Could IR35 reform actually be of benefit to the North Sea offshore sector?
Posted on 2nd March 2019 by Phil Ainley
For all the fuss around IR35 over the past few years, the new legislation, which comes into effect in April 2020, could actually be of benefit to the North Sea offshore sector.
The offshore energy sector in the North Sea is widely thought to be one of the industry sectors that will be hit the hardest by the private sector IR35 reform legislation, purely because of the number of contractors engaged by the industry.
Many offshore contractors work through intermediaries, including Personal Service Companies (PSCs). The private sector IR35 reform will put the onus on the engager to determine the issue of whether a worker is operating inside IR35 or outside IR35.
North Sea companies will need to get their houses in order to ensure they avoid harsh tax penalties after the reform is rolled out in April 2020.
Retaining key staff on a permanent basis
The UK is an acknowledged world leader in many skills and technology areas. Those skills that UK contractors have are widely sought after globally, particularly in subsea engineering and production in other oil and gas fields.
Companies will no doubt be looking carefully at the make-up of their workforce and evaluating the value of their contractors to their business.
Business could be asking themselves, how many of our workforce are long-term contractors? Also, how would we, as a business, cope without their skills and services?

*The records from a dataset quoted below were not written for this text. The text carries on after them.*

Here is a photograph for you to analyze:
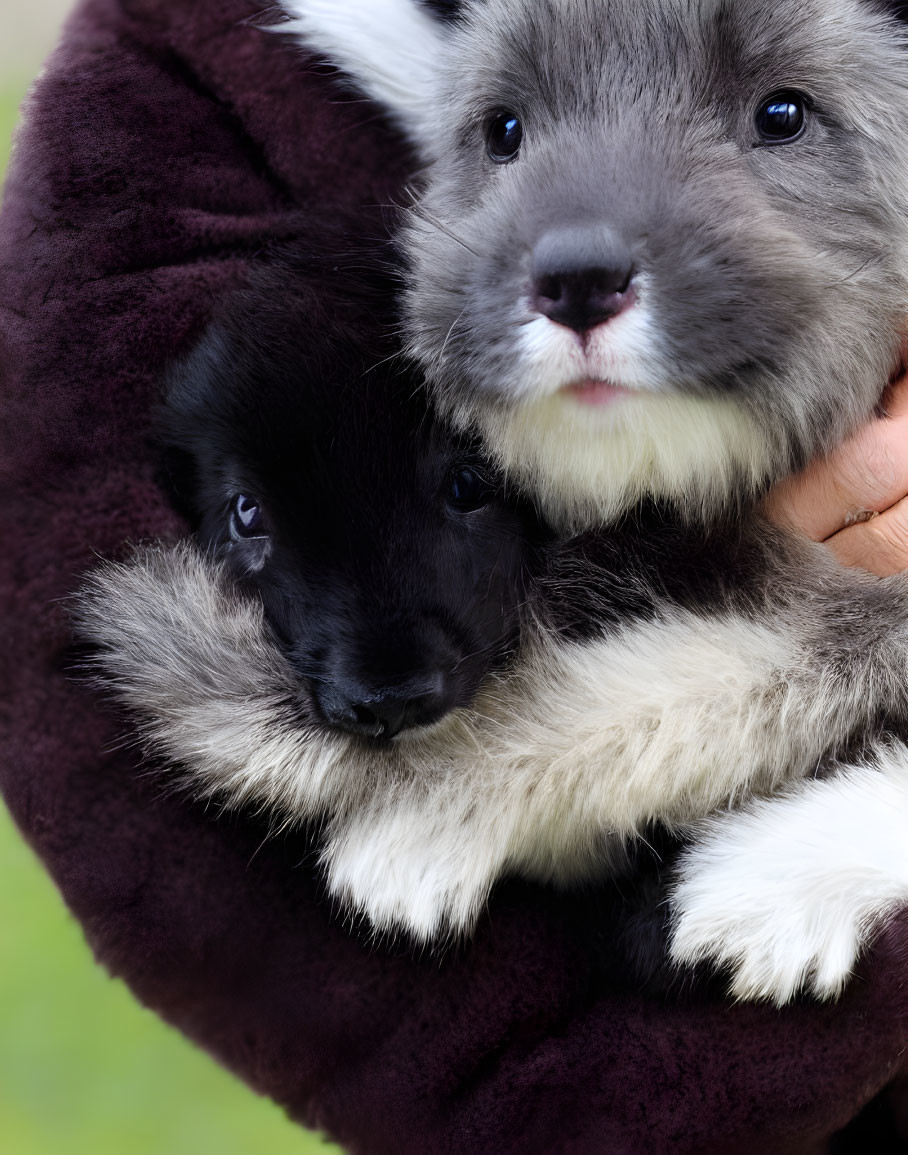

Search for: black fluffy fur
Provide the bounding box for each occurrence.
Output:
[163,216,538,737]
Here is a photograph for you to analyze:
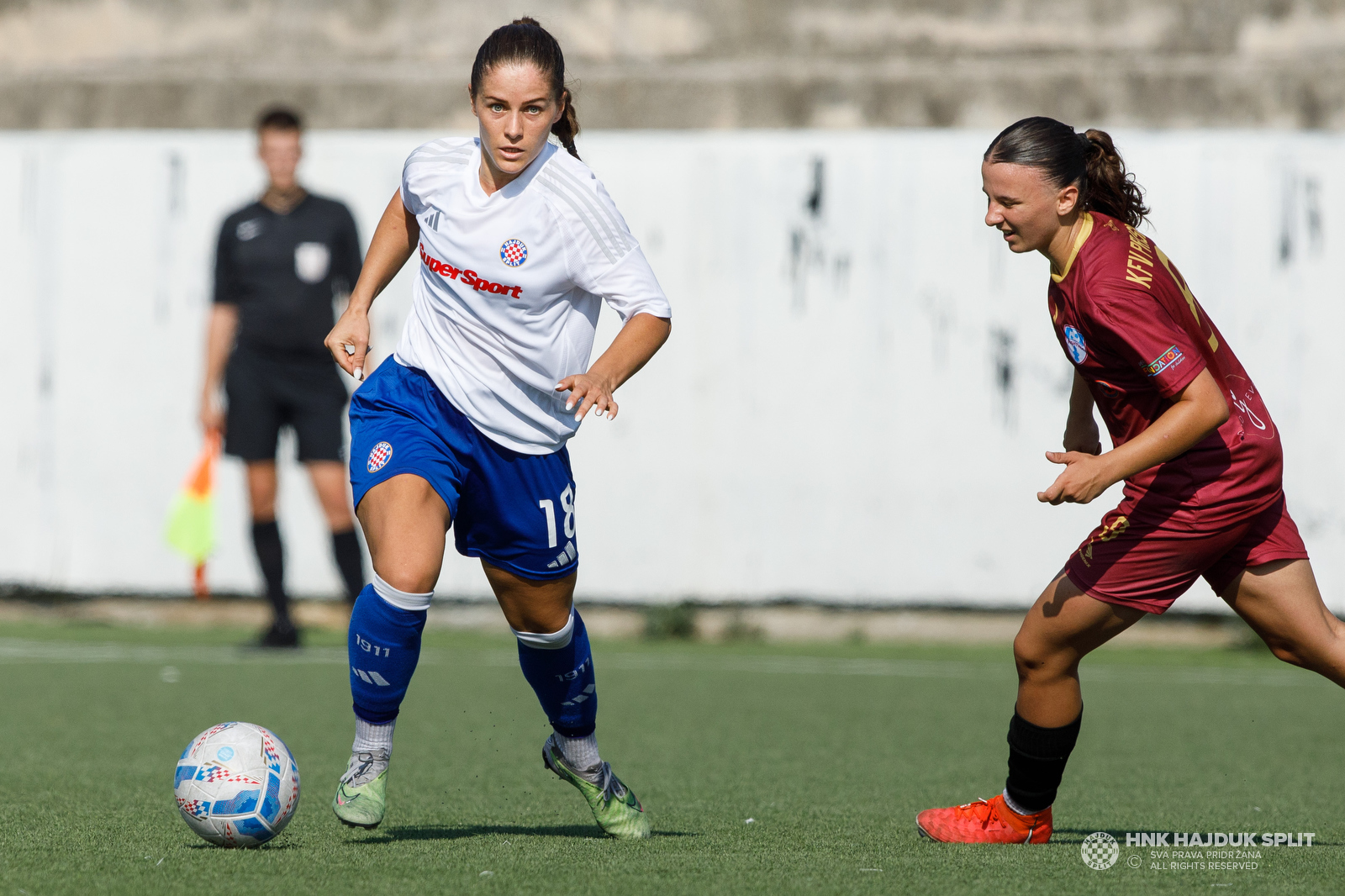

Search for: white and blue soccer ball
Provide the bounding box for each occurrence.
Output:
[172,723,298,846]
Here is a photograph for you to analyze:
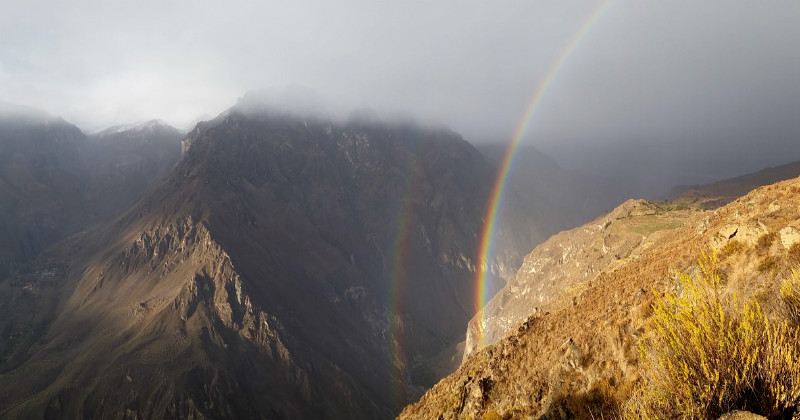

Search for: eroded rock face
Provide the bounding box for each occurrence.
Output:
[399,178,800,419]
[0,109,535,418]
[464,200,691,360]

Organisational and structural changes to North Sea companies to accommodate the private sector IR35 reform could see them look to retain the key skills of their long-term contractors on a permanent basis (thus making them employees).
This would not only retain invaluable skills in the offshore industry, but specifically retain those skills in the North Sea industry.
Why introduce private sector IR35 reform?
The private sector IR35 reform is expected to provide a massive boost to the Treasury’s coffers. According to the government’s own five-year forecast, the Treasury will receive an additional of £3bn of tax revenue by 2024 from the private sector IR35 roll-out.
The IR35 legislation will ensure that contractors who are deemed to be employees (as opposed to those working for PSCs) pay the correct amount of tax and National Insurance Contributions.
Overtime pay, number of hours worked, right of substitution, and whether or not the firm provides equipment for the contractor’s role will all need to be taken into account.
Firms who do not comply with the new legislation risk being subject to heavy penalties.
IR35 legislation has already been rolled out to the public sector in 2017, which has already generated an additional £550m in additional tax revenue for the Treasury.
Continued investment still needed in the North Sea
The North Sea industry, which is hugely important for the UK’s economy, is dominated by contractors. Fluctuating oil prices and the decommissioning of many offshore rigs has hit contractors hard in recent years. This has resulted in reduced working hours, rate cuts and even terminated contracts.
Ultimately, for the Treasury to really benefit from IR35 reform in the North Sea industry, it will need to continue to invest in the industry to safeguard its future.